The European Parliament wants printer makers to manufacture reusable and recyclable printer ink cartridges and to refrain from forcing consumers to buy their own-brand refills. The Parliament voted Wednesday to ratify the Waste Electrical and Electronic Equipment Directive, which includes provisions requiring companies to make their products easier to reuse and recycle.
The Directive includes a “product design” provision aimed at preventing printer manufacturers from using technology in printer ink cartridges to keep the cartridges from being recycled or reused by refilling the cartridge with ink. Manufacturers used these “clever chips” to get around recycling rules, the Parliament said in a statement.
The aim of the directive is to compel member states to minimize the disposal by consumers of so-called electroscrap as unsorted municipal waste.
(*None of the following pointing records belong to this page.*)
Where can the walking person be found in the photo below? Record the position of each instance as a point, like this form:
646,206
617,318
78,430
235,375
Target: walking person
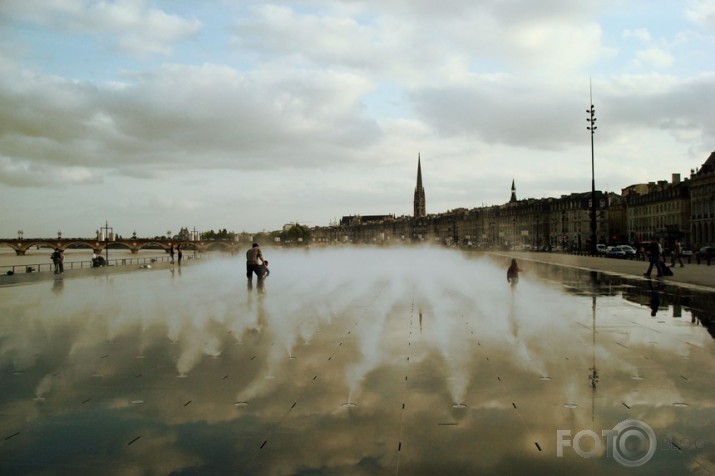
654,259
254,259
60,262
512,273
55,257
677,254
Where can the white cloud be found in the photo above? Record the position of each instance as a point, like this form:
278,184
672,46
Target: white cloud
640,34
701,12
310,109
654,57
131,26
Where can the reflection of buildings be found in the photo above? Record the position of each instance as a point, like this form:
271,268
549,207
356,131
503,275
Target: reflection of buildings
681,209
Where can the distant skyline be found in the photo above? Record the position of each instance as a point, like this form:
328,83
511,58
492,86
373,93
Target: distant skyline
153,115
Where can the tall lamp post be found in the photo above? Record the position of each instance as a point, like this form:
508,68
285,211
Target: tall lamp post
107,230
592,127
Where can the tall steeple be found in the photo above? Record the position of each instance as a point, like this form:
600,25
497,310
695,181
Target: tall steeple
420,204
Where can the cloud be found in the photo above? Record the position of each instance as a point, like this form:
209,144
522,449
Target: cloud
207,116
655,58
640,34
130,26
701,12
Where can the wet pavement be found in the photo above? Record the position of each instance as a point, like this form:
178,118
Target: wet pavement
357,361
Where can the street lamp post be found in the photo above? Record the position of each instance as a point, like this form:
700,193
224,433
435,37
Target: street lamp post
592,127
107,230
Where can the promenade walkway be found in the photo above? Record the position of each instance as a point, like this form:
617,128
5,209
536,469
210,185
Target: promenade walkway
691,275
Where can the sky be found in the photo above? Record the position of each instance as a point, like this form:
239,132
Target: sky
248,115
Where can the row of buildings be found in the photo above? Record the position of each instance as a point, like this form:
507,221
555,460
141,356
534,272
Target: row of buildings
668,209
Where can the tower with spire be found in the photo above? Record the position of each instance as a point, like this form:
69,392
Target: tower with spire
420,202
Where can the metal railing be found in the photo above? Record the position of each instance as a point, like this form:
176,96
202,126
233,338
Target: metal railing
47,267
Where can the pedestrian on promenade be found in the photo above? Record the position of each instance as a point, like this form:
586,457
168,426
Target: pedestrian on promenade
55,257
654,259
263,270
677,254
254,258
512,273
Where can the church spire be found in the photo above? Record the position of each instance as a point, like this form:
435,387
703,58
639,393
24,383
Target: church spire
420,200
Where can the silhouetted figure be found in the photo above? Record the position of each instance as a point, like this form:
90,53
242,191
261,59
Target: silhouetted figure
512,274
654,250
55,257
263,271
677,254
254,259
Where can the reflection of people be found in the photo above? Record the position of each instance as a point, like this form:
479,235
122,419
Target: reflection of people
512,274
655,291
254,258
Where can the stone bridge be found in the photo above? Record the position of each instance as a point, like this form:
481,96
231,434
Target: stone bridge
133,244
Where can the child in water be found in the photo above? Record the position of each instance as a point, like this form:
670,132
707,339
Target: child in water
263,270
512,274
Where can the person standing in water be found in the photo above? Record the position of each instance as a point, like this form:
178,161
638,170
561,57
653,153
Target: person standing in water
512,274
254,259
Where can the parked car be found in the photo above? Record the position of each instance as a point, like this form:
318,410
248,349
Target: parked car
628,250
615,252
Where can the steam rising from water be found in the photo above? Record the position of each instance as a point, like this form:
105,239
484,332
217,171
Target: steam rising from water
453,301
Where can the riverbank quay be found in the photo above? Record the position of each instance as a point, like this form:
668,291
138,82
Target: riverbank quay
697,276
35,277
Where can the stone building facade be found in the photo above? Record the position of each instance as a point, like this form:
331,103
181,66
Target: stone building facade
702,204
683,209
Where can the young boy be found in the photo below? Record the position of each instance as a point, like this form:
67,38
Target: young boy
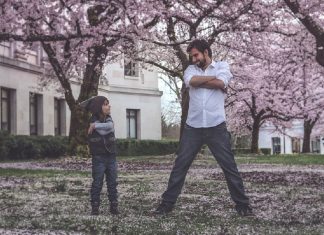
101,139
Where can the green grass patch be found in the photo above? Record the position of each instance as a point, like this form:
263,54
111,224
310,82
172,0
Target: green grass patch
298,159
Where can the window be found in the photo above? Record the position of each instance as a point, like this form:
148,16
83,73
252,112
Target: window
5,109
130,68
276,147
316,145
132,123
33,113
295,142
59,117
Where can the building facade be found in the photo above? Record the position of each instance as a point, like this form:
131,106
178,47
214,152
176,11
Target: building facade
289,140
28,110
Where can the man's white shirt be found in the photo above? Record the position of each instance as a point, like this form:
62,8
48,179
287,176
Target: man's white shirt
206,106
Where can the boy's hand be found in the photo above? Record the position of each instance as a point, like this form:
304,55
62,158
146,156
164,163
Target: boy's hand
91,128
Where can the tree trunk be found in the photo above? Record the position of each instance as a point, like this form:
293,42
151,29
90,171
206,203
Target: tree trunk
184,106
255,137
307,133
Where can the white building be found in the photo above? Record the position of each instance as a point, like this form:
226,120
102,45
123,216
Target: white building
26,110
288,141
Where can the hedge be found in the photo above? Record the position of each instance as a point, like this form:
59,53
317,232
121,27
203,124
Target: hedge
127,147
33,147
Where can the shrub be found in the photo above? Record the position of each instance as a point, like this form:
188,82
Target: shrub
28,147
242,151
127,147
265,151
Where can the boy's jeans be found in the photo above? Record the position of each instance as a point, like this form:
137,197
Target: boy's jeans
218,140
104,165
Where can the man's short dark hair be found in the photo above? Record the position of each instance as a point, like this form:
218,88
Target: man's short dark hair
201,45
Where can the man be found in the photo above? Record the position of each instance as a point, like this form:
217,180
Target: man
205,124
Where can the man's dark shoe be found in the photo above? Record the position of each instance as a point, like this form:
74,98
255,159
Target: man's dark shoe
95,208
244,210
163,208
114,208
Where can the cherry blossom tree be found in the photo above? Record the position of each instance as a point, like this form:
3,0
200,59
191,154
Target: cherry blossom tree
79,37
310,14
182,21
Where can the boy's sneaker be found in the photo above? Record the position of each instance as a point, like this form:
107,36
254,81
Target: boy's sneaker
114,208
163,208
244,210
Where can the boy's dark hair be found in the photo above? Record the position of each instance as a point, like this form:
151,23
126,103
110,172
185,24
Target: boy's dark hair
201,45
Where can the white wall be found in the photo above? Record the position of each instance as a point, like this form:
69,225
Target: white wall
123,92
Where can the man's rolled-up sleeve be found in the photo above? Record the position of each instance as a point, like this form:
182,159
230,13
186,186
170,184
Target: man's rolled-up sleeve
223,73
188,74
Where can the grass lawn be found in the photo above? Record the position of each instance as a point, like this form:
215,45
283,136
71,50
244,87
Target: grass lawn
286,192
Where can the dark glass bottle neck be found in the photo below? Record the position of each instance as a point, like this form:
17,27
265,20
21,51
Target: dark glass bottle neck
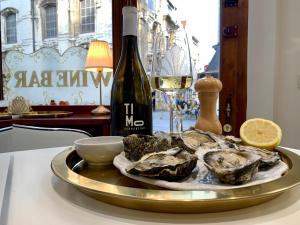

The European Union wants to ensure that IT and telecommunications equipment such as computer mainframes, minicomputers, PCs and notebooks, and peripherals including printers can be reused or recycled in some manner if possible.
Printer companies like Hewlett-Packard Co., Epson Inc., Canon Inc. and Lexmark International Inc. may suffer financially from such a law as revenues from nonreusable cartridges could be significantly affected.
The Parliament’s Directive calls for printer companies to build technical design features into printer ink cartridges at the production stage that allows for the dismantling and recovery of the used cartridges as well as for reuse.